Analysis: Debt deal, downgrade add to view of waning U.S. power
The narrow U.S. escape from default and its credit downgrade have added to a perception that the United States is in decline, a view that could weaken Washington's influence abroad.
A debate about whether U.S. power is waning has smoldered since at least the 1970s, when the Vietnam War, the Watergate political crisis, two oil shocks and stagflation combined to raise deep questions about the United States' strength.
While such assessments are partly subjective, the spectacle of Washington waiting until the last moment last week to raise the debt ceiling and of Standard & Poors' then taking away its coveted AAA credit rating have buttressed the case of those who argue that U.S. power, in relative terms, is declining.
This, combined with other things, has definitely led to a diminution ... in the standing of the United States in the world and in respect for it, said Paul Kennedy, a Yale University historian whose 1988 analysis The Rise and Fall of Great Powers suggested a relative erosion in U.S. power.
As long as it ... cannot get its fiscal house in order, it's going to be a crippled sort of giant, he added.
However, James Dobbins, a former American diplomat now at the Rand Corporation, said any tarnishing of the U.S. reputation was likely to be transitory.
It has some short-term effect, he said. The longer term will depend more on fundamentals, whether the economy does go into some sort of nose-dive or not, rather than the more effervescent impact of a particular political confrontation.
Anybody looking at the United States today would have to say, 'Well, compared to what?' Britain is burning. Europe is in the middle of a financial crisis that is considerably more serious than the American. Japan has been in a stagnant situation for considerably more than a decade, he added.
By conventional metrics, the United States remains an overwhelming power despite the rise of China and India.

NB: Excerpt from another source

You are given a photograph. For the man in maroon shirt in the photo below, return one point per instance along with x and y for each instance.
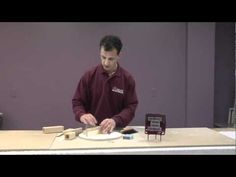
(106, 94)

In a book published this year, Dobbins made the case that the United States reached the zenith of its power in 1945, when it produced and consumed half of the world's wealth and had a monopoly on nuclear weapons.
By 1970, its share of global GDP had slipped to one quarter, where it has largely stayed, and there were four other nuclear powers, two of them hostile, he argued.
Economically, the United States has held its place since then, with almost no change in its proportion of global GDP, Dobbins wrote. Militarily, its relative advantage over the rest of the world has grown, not diminished.
DESPITE DOWNGRADE, U.S. TREASURIES SOAR
One of the ironies of the S&P downgrade on Friday was that renewed fears of a global downturn have since sent investors scurrying to their traditional safe haven -- U.S. Treasuries -- whose prices have risen each day this week.
In a blog post, Joseph Nye, a Harvard University professor, argued that U.S. domestic problems are soluble and that perceptions of American decline, particularly vis-a-vis China, are exaggerated.
Nye said the symbiotic nature of the relationship meant Beijing could not realistically hold Washington hostage by selling dollars or ceasing to buy U.S. securities.
If it dumped its dollars, China would bring the United States to its knees, but might also bring itself to its ankles, Nye wrote. The situation, analogous to the Cold War's balance of terror, where the price of aggression was the inevitable destruction of both sides, has both sides eager to maintain the balance of interdependence.
However China's elites privately assess the situation, its state media could not resist scolding the United States for the downgrade, saying it was caused by U.S. military over-reach -- a view that dovetails with China's desire to see U.S. influence in Asia retreat and its own spread.
Since the collapse of the Soviet Union, the United States, as the world's sole superpower, has relied on its powerful military to meddle everywhere in international affairs, advancing hegemony, and paying no heed to whether the economy can support this, said a commentary on the Xinhua news agency, noting the cost of the U.S. wars in Iraq and Afghanistan.
U.S. President Barack Obama has moved to limit American commitments abroad, scaling down American troops in Iraq and Afghanistan and seeking to constrain the U.S. role in the air campaign against embattled Libyan leader Muammar Gaddafi.
American defense and security budgets, which have surged in the last decade and remain by far the world's largest, are tightening as Washington grapples with U.S. deficits.
State Department spokeswoman Victoria Nuland rejected the idea that the S&P downgrade had any meaningful effect on U.S. foreign policy or reflected an America in decline.
The United States is still the country that the world looks to for global leadership, she said.
When a fragile democracy needs support, who do they call? They call the United States, and the United States tries to pull together an international coalition of support. When there's a famine in Africa, who is the largest donor? It's still the United States.
Her comments echoed Obama's blunt response to the U.S. stock market nosedive the Monday after S&P's downgrade.
Markets will rise and fall, but this is the United States of America, he said. No matter what some agency may say, we have always been and always will be a triple-A country.